The same piece of code worked for some other data source (having the same LATIN encoding).
The data definition using show table has given me below format of the data:
CREATE SET TABLE pp_oap_cj_t.dc_loss_fdr_kn ,NO FALLBACK ,
NO BEFORE JOURNAL,
NO AFTER JOURNAL,
CHECKSUM = DEFAULT,
DEFAULT MERGEBLOCKRATIO
( PARENT_ID DECIMAL(38,0),
FS_MRCH_NM VARCHAR(25) CHARACTER SET LATIN NOT CASESPECIFIC
) PRIMARY INDEX ( PARENT_ID );
The query I am performing is as below:
CREATE TABLE pp_oap_pb_piyush_t.CHECKMERCHANT1 AS (
SELECT
FS_MRCH_NM,
REGEXP_REPLACE(trim(Upper(trim(REGEXP_REPLACE( (FS_MRCH_NM ) , '[^a-z]',' ',1,0,'i'))) ), '[[:space:]]+',' ',1,0,'i') as cleaned_merchant
FROM pp_oap_pb_piyush_t.CHECKMERCHANT)
WITH DATA PRIMARY INDEX (FS_MRCH_NM);
Error
CREATE TABLE Failed. 6706: The string contains an untranslatable character.
I need a quick turnaround this bottleneck.
Help is really appreciated ! Thanks !!!!
REGEXP_REPLACE under the hood converts character set Latin to Unicode.
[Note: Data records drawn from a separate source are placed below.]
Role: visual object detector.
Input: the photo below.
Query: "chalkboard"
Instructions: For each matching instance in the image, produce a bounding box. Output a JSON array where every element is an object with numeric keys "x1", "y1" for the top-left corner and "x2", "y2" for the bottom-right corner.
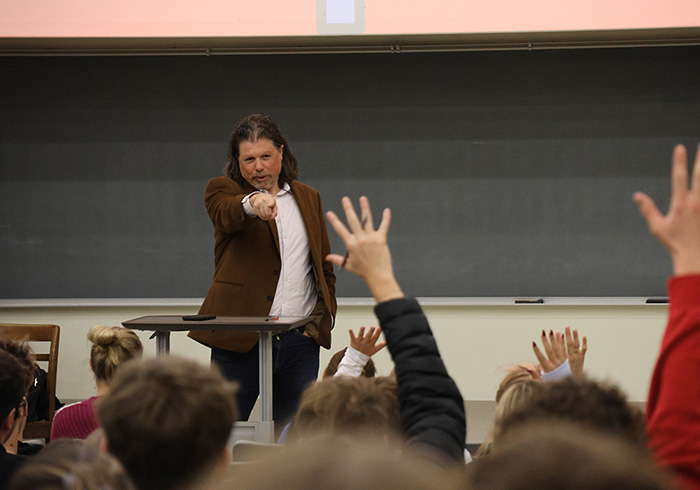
[{"x1": 0, "y1": 46, "x2": 700, "y2": 298}]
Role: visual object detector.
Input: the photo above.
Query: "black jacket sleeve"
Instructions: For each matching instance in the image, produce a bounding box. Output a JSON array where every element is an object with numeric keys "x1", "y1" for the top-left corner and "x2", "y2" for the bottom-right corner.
[{"x1": 374, "y1": 298, "x2": 466, "y2": 462}]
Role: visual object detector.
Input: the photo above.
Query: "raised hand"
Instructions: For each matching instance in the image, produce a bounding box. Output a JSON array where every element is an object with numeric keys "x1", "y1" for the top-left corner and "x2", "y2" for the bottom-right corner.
[
  {"x1": 250, "y1": 192, "x2": 277, "y2": 221},
  {"x1": 326, "y1": 196, "x2": 403, "y2": 303},
  {"x1": 348, "y1": 327, "x2": 386, "y2": 357},
  {"x1": 633, "y1": 145, "x2": 700, "y2": 275},
  {"x1": 564, "y1": 327, "x2": 588, "y2": 376},
  {"x1": 532, "y1": 330, "x2": 566, "y2": 373}
]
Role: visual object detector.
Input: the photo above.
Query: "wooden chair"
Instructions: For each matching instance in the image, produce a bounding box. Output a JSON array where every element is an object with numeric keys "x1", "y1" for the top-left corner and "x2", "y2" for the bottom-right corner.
[{"x1": 0, "y1": 323, "x2": 61, "y2": 442}]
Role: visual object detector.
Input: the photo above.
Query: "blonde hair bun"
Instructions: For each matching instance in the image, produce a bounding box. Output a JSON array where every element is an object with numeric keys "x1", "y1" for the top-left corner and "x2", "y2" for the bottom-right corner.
[{"x1": 88, "y1": 325, "x2": 143, "y2": 381}]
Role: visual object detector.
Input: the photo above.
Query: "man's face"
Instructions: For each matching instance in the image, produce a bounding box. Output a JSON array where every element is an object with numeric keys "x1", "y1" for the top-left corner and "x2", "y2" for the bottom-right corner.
[{"x1": 238, "y1": 138, "x2": 284, "y2": 196}]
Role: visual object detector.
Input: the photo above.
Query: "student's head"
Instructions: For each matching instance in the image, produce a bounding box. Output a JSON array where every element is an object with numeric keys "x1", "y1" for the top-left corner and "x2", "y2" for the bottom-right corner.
[
  {"x1": 494, "y1": 378, "x2": 647, "y2": 450},
  {"x1": 0, "y1": 349, "x2": 33, "y2": 444},
  {"x1": 496, "y1": 364, "x2": 542, "y2": 403},
  {"x1": 474, "y1": 375, "x2": 542, "y2": 459},
  {"x1": 0, "y1": 338, "x2": 37, "y2": 393},
  {"x1": 289, "y1": 376, "x2": 401, "y2": 441},
  {"x1": 230, "y1": 435, "x2": 464, "y2": 490},
  {"x1": 224, "y1": 114, "x2": 298, "y2": 187},
  {"x1": 467, "y1": 420, "x2": 675, "y2": 490},
  {"x1": 97, "y1": 356, "x2": 236, "y2": 490},
  {"x1": 88, "y1": 325, "x2": 143, "y2": 383},
  {"x1": 9, "y1": 439, "x2": 134, "y2": 490},
  {"x1": 323, "y1": 347, "x2": 377, "y2": 379}
]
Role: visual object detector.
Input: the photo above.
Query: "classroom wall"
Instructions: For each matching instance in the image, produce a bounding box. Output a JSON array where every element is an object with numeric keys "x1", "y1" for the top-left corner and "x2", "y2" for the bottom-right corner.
[{"x1": 0, "y1": 301, "x2": 667, "y2": 442}]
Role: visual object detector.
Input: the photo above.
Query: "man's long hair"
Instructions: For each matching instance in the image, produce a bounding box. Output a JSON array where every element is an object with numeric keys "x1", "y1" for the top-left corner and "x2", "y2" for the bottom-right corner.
[{"x1": 224, "y1": 114, "x2": 298, "y2": 187}]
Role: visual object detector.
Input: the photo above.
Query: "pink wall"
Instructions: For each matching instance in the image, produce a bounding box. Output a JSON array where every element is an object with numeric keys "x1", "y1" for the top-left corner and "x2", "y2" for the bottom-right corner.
[{"x1": 0, "y1": 0, "x2": 700, "y2": 37}]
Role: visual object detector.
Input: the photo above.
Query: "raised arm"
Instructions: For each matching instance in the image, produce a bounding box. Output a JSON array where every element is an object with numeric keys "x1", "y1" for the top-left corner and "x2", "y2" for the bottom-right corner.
[
  {"x1": 634, "y1": 145, "x2": 700, "y2": 488},
  {"x1": 327, "y1": 197, "x2": 466, "y2": 462}
]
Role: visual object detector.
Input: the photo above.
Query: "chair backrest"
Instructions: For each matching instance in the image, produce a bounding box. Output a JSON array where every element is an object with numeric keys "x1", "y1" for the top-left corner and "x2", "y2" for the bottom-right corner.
[{"x1": 0, "y1": 323, "x2": 61, "y2": 442}]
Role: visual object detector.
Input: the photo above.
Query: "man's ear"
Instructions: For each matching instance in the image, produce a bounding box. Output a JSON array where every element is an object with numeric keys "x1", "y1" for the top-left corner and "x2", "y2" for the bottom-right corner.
[
  {"x1": 100, "y1": 437, "x2": 111, "y2": 454},
  {"x1": 0, "y1": 408, "x2": 17, "y2": 444}
]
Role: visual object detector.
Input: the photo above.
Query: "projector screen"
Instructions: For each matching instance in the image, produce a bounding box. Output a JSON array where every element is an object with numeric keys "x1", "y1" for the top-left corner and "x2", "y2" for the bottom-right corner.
[{"x1": 0, "y1": 0, "x2": 700, "y2": 38}]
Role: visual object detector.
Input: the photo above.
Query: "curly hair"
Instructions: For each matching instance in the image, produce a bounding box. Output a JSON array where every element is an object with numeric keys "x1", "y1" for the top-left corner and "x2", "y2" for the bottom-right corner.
[{"x1": 224, "y1": 114, "x2": 298, "y2": 187}]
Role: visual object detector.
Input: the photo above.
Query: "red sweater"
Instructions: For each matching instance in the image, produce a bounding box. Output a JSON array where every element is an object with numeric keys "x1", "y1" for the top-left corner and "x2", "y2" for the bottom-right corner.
[
  {"x1": 51, "y1": 396, "x2": 99, "y2": 441},
  {"x1": 647, "y1": 275, "x2": 700, "y2": 489}
]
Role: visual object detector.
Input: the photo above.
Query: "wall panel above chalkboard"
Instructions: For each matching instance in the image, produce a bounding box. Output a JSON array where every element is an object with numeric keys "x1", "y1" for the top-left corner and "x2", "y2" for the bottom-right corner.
[{"x1": 0, "y1": 47, "x2": 700, "y2": 299}]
You have defined your variable as character set Latin. You see the error when data has something which cannot be converted from Latin to Unicode. Best thing is to fix your DDL to have character set as Unicode instead of Latin. something like TRANSLATE(FS_MRCH_NM USING LATIN_TO_UNICODE WITH ERROR) in your code instead of FS_MRCH_NM should work. Problem with this it result in null values when you have untranslatable characters.